Americans are not known for patience.

In any case, it is hard to see how successfully imposing a modern state, anywhere, could be done without resort to essentially criminal means. Established states resort to fairly small amounts of internal violence precisely because they already killed, burned, and pillaged enough to make their point one or two centuries ago. This is what is called “legitimacy.”

To take this any further would require a long excursion into history, political theory, and ethics.

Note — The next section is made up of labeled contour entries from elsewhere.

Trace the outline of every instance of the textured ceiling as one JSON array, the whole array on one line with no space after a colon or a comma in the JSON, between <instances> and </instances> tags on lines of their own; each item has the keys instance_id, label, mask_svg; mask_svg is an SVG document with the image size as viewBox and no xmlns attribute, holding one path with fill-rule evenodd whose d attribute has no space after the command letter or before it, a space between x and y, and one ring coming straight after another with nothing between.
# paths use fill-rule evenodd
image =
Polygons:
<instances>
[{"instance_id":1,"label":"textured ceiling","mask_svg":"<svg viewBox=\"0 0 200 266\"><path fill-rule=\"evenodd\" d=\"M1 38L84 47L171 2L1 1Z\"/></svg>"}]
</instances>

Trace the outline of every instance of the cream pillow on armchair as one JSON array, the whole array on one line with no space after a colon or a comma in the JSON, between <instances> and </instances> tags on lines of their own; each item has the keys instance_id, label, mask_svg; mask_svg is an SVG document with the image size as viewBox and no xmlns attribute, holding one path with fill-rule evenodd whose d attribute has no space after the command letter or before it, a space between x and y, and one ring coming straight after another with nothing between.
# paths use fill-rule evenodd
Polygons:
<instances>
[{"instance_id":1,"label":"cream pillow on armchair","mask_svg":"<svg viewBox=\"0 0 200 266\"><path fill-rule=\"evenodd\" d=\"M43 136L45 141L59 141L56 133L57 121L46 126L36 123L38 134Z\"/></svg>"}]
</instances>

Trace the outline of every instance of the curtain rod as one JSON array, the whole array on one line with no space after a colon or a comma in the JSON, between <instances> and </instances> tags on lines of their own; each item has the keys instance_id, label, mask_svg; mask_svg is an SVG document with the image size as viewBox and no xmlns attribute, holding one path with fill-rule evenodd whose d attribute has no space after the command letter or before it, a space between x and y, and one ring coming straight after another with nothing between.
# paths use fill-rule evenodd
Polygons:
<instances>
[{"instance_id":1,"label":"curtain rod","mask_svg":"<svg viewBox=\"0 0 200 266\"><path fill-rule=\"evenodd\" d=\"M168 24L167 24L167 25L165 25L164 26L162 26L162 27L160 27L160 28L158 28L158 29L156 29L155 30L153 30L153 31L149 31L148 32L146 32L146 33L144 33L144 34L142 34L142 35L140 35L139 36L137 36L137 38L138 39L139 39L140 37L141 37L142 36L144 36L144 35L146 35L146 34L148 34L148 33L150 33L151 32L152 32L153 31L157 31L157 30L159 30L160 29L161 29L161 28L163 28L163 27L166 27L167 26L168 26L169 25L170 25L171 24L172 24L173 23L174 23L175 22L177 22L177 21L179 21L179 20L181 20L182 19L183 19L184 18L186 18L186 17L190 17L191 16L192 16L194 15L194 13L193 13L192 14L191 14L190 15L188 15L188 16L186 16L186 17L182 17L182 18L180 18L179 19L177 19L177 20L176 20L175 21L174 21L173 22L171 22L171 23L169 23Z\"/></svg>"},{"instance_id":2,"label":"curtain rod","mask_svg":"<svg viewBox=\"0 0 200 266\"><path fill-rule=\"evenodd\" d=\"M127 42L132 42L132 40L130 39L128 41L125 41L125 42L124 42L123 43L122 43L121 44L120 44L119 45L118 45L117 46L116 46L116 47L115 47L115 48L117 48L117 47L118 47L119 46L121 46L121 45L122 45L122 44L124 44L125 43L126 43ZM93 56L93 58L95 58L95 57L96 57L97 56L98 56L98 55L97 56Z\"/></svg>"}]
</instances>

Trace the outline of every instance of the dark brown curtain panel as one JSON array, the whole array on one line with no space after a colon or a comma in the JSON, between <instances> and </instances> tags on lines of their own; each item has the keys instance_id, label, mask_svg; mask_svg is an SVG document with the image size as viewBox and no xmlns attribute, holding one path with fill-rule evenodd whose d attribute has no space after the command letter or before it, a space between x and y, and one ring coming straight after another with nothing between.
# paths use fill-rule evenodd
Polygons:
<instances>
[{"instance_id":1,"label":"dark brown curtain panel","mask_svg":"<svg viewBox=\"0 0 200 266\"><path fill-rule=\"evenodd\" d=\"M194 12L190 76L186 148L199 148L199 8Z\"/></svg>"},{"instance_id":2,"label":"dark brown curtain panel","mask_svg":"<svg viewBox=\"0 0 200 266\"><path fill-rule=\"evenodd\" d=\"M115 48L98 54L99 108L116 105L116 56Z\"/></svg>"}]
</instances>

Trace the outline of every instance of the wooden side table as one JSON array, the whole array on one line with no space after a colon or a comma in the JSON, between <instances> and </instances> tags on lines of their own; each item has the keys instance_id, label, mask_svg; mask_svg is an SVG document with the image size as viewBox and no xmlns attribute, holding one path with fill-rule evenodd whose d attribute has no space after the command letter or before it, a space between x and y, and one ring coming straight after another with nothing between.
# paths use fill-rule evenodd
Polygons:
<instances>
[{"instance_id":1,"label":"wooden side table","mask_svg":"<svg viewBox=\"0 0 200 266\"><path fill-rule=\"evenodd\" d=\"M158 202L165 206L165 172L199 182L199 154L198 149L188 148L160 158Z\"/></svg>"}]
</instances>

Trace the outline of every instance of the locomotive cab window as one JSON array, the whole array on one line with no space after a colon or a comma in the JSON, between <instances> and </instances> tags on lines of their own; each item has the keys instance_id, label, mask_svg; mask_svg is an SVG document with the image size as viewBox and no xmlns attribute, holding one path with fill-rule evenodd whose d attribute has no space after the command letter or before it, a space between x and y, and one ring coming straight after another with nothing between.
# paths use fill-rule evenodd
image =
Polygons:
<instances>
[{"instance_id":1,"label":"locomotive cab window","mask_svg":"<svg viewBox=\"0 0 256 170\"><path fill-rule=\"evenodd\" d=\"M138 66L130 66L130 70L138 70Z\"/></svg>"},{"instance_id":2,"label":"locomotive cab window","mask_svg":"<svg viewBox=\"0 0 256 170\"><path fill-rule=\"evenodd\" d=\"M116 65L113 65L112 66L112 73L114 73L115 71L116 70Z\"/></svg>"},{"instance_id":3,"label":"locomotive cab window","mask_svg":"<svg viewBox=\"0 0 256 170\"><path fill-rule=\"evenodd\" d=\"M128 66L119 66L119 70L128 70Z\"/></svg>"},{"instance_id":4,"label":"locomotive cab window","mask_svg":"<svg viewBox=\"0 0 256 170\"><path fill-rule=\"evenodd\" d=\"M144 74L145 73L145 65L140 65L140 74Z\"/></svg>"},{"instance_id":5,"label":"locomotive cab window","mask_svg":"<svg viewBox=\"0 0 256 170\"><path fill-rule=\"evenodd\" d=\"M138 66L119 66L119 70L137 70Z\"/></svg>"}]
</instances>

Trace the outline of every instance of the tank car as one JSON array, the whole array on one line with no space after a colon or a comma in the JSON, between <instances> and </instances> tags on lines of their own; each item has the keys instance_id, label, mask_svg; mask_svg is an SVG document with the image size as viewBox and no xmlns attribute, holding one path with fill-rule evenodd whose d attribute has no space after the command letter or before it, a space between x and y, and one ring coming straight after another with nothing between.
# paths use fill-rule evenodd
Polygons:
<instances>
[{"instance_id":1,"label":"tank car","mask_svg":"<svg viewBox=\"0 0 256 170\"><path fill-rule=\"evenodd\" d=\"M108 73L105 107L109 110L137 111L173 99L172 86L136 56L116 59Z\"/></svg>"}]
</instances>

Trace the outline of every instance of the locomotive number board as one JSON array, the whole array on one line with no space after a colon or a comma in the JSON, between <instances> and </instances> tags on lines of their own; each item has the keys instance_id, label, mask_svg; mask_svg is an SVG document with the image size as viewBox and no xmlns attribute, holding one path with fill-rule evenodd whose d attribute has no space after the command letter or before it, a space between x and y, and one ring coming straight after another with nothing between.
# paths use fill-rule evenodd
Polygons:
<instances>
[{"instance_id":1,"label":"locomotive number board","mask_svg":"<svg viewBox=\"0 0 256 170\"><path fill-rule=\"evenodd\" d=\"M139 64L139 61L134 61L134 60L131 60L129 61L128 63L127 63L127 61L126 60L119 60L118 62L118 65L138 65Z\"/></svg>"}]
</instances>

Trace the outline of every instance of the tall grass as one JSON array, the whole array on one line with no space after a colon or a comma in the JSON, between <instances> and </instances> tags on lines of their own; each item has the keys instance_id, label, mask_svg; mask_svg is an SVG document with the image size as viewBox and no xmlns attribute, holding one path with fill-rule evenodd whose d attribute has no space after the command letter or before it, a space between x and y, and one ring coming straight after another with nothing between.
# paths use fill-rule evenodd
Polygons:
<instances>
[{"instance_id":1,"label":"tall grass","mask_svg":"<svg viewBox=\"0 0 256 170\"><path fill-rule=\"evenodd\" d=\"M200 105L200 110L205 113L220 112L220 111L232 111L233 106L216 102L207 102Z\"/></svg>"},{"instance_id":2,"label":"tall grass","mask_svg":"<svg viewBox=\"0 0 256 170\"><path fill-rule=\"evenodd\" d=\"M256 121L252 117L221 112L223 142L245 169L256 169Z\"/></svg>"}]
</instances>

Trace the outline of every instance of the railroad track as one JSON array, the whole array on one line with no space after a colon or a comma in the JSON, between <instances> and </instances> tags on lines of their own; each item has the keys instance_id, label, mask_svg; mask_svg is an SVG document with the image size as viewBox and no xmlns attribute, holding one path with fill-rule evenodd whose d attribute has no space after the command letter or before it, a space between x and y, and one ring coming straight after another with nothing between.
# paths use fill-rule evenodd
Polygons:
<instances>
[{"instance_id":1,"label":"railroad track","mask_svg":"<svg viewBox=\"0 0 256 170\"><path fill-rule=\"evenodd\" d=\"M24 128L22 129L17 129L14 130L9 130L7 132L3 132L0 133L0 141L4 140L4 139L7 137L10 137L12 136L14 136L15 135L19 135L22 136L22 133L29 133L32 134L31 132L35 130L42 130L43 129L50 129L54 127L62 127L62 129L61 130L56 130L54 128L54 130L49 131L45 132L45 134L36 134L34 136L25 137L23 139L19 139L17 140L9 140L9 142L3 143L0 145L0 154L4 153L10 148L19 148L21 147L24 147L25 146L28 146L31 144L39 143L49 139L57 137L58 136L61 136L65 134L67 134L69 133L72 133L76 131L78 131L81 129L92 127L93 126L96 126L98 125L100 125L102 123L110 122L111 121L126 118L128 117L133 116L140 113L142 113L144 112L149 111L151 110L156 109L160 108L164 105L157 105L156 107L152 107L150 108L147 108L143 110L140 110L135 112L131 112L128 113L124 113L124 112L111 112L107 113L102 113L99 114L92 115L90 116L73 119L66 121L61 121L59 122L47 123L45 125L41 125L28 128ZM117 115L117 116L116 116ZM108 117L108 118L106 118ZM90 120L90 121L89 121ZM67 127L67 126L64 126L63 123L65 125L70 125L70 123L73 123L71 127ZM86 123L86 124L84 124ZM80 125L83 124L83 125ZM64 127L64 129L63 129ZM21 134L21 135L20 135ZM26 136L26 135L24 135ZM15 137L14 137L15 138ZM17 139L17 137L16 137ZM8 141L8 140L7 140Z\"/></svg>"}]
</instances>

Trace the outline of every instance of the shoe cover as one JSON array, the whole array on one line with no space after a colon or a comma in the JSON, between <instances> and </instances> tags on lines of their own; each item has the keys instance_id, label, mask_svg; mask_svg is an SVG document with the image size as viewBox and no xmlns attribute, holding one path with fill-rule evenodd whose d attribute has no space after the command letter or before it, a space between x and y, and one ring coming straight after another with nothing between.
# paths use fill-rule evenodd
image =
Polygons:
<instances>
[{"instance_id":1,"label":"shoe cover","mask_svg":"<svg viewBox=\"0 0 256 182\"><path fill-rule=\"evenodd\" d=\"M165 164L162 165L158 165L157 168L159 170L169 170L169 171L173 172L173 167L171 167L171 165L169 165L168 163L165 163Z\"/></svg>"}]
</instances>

Meanwhile, the current US project in Iraq seems to be running up against the same self-inflicted imperial paradox noted by Gertrude Bell in 1921:

“We are hampered by the tribal uprising which has delayed the work of handing over to the Arab Govt. Sir Percy, I think rightly, decided that the tribes must be made to submit to force. In no other way was it possible to make them surrender their arms, or teach them that you mustn’t engage lightly in revolution, even when your holy men tell you to do so… without the lesson and without drawing their teeth by fines of arms (impossible to obtain except by force) we should have left an impossible task to the Arab Govt. Nevertheless, it’s difficult to be burning villages at one end of the country by means of a British Army, and assuring people at the other end that we really have handed over responsibility to native ministers….”7

Legitimacy is a tough one, innit?

Notes:

  1. Toby Dodge, Inventing Iraq: The Failure of Nation Building and a History Denied (New York: Columbia University Press, 2003.) Dodge is a research fellow at the University of Warwick (England).
  2. For the larger picture, see David Fromkin, A Peace To End All Peace: Creating the Modern Middle East, 1914-1922 (New York: Henry Holt & Co., 1989).
  3. John A. DeNovo, “The Movement for an Aggressive American Oil Policy Abroad, 1918-1920,” American Historical Review, 61, 4 (July 1956), pp. 854-876.
  4. Habibollah Atarodi, Great powers, Oil and the Kurds in Mosul, 1910-1925 (New York: University Press of America, 2003).
  5. See Amal Vinogradov, “The 1920 Revolt in Iraq Reconsidered: The Role of Tribes in National Politics,” International Journal of Middle East Studies, 3, 2 (April 1972), pp. 123-139.
  6. See Martin J. Wiener, English Culture and the Decline of the Industrial Spirit, 1850-1980 (Harmondsworth, Mddx.: Penguin, 1992).
  7. Quoted in Vinogradov, pp. 138-139 (italics supplied).